In the number two and three slots was someone called Adele. I had absolutely no idea who she was, but I figured that this was what I was looking for. I licked my lips and prepared for acrimony. The first thing I discovered was that she is 22 years old and already has three albums to her name. I was positively salivating now. Surely this was exactly the sort of record-company excrement I was after.
Then I listened to some of her songs. Okay, so the ones that aren’t saccharine ballads are, at best, quasi-chirpy, but godammit the girl can sing – and she writes her own material. Further perusal revealed she has publicly agreed with critics who have said her voice is far more mature than her songs and that she has said her music is for the ears and not the eyes. Even more maturity.
I gave up on looking for anything bad to say about Adele. She doesn’t deserve it. She’s actually as good a guardian of the singer/songwriter throne – if not better – as any. But then came my release. On the wikipedia page, a bloke called Paul Rees, who is apparently editor of something called Q magazine who said in praise of Adele that it was ‘refreshing to hear something different after a thousand years of identikit bands who want to sound like The Libertines.’

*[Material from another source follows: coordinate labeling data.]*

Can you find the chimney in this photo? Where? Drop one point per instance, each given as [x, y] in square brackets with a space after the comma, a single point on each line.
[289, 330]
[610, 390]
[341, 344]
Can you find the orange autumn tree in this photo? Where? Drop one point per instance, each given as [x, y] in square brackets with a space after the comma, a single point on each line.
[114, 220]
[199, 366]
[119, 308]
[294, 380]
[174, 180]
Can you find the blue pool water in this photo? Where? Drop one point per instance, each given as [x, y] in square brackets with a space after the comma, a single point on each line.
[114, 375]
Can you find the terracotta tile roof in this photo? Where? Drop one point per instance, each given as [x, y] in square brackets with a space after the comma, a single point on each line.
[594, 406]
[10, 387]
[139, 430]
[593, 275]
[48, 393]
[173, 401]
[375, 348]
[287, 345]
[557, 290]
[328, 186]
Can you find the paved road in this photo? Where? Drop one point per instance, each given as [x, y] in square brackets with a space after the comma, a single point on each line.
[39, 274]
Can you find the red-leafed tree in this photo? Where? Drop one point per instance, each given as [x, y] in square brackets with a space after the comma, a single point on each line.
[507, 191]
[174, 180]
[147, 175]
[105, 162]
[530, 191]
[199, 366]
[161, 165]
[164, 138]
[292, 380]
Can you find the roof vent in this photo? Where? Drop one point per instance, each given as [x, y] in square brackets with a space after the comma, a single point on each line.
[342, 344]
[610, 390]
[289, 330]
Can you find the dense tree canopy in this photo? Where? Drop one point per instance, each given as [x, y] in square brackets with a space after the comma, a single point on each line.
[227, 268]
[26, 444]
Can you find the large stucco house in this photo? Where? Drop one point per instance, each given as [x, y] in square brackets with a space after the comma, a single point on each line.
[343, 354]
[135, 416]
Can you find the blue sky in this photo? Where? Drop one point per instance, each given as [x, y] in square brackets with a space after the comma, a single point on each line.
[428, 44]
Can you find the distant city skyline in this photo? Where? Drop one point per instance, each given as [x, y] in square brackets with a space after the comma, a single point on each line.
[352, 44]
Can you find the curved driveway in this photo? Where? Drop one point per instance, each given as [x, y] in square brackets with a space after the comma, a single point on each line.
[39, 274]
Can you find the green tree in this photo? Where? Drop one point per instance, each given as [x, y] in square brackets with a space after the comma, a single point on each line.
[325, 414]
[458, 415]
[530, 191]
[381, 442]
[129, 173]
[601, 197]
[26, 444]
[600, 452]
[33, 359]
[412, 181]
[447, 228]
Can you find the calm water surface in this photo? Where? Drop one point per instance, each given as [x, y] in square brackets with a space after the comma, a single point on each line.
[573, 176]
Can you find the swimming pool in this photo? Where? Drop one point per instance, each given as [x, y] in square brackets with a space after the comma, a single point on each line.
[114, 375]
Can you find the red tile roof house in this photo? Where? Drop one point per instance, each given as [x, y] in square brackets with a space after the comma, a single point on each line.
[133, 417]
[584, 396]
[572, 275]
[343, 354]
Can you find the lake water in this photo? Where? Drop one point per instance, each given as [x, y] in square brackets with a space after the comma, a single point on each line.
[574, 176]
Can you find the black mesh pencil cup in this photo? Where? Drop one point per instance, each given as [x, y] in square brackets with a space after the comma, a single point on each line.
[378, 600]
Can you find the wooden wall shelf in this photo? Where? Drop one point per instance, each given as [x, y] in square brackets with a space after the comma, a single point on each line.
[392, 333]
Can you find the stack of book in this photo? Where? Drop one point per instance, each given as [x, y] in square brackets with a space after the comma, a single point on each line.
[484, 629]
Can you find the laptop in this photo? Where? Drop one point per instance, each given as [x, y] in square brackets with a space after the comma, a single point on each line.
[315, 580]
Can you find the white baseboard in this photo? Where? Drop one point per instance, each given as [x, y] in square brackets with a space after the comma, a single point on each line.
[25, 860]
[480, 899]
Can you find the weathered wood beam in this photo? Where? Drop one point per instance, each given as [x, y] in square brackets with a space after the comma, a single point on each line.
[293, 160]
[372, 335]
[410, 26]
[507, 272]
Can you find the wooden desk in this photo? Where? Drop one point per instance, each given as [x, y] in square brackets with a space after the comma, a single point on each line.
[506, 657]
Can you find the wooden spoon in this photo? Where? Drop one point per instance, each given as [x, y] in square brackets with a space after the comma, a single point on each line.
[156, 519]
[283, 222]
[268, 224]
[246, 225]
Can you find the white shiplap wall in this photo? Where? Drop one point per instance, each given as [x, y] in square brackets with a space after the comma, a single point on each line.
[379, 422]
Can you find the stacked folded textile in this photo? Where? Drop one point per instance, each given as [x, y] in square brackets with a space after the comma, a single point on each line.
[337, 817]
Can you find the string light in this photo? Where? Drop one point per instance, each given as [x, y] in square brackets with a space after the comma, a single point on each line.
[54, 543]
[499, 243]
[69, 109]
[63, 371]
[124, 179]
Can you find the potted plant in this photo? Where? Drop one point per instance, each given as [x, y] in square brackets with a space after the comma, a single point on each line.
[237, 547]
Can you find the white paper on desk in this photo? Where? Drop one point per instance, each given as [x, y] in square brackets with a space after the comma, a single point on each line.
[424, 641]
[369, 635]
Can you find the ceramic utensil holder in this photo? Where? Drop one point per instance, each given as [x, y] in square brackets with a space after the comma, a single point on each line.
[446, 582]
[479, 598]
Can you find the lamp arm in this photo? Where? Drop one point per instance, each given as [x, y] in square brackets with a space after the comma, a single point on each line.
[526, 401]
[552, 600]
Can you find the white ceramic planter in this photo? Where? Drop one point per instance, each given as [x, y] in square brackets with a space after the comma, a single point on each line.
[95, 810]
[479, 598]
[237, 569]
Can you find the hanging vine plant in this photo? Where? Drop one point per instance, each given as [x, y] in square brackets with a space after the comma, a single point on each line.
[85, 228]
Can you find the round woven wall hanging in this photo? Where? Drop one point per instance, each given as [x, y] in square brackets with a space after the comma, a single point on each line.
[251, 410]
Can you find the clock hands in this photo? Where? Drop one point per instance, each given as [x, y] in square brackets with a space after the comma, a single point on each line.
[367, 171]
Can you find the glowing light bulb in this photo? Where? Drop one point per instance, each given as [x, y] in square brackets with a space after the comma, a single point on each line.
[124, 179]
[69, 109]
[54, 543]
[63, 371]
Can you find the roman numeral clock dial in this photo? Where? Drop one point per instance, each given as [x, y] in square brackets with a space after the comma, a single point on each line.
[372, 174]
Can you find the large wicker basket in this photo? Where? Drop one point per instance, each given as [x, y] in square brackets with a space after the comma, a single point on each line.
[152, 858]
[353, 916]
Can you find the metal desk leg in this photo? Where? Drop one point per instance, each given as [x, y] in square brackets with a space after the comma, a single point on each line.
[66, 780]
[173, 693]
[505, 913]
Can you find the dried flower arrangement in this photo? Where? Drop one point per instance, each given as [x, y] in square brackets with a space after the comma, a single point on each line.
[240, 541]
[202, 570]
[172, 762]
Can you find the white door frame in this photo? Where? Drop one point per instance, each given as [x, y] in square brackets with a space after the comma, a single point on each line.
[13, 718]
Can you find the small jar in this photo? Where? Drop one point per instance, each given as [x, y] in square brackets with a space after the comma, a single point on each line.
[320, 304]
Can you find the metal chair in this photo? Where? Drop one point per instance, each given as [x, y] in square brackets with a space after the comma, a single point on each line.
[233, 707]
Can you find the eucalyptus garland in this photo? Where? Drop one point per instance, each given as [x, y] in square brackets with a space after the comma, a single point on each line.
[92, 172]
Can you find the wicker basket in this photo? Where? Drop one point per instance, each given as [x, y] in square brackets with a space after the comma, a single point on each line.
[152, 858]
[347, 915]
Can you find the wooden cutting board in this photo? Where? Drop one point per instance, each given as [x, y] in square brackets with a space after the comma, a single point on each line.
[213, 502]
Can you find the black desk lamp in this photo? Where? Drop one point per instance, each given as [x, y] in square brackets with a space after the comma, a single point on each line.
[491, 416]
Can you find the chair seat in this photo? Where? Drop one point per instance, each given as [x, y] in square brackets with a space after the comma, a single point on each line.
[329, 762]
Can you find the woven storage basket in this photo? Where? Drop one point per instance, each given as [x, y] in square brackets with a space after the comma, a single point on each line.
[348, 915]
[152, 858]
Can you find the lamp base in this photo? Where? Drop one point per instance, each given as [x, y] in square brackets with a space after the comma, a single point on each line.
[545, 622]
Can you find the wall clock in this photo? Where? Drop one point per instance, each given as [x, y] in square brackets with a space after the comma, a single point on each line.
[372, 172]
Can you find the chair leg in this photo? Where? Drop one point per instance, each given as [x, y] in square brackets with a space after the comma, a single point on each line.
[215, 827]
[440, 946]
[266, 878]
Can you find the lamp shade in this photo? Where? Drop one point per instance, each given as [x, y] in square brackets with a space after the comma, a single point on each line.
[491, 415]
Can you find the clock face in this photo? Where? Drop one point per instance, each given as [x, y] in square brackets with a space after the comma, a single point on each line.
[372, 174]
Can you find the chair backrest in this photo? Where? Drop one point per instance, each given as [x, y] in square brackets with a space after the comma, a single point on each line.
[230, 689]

Identikit bands that want to sound like the Libertines? Are there many? I mean apart from Babyshambles and the other Libertine spin-off (which I can’t remember the name of). A thousand years? I mean, come on. A bit if exaggeration is a good thing, but let it match what you are talking about.
There are a couple of ‘dudes’ that truck around the open mic nights in my area who obviously try to sound like The Libertines, but they all deny it – and all of them seem to be pretty unpleasant blokes, actually, but I can’t say I had noticed the sort of epidemic that Rees seems to be implying.
Rees has got it right in one respect, Adele is refreshingly different, albeit from the recent school of Duffy and Joss Stone, but with sincerity and soul. But what she is different from is the trail of pitch-corrected, bland RnB stretching back over 20 years, Bland, ballad singing, tonsil gymnasts that are the worst kind of musical bubble gum, as they are the bubble gum that has been chewed all week and plucked from the bed post in the morning to chew some more, tasteless, formless and utterly pointless, but thankfully as forgettable as they are unpleasant.
Just look at the singles charts at the moment and rejoice that the album chart still seems to maintain some degree of quality and musical nouse.
Good on you Adele (and get your comparisons right, Rees).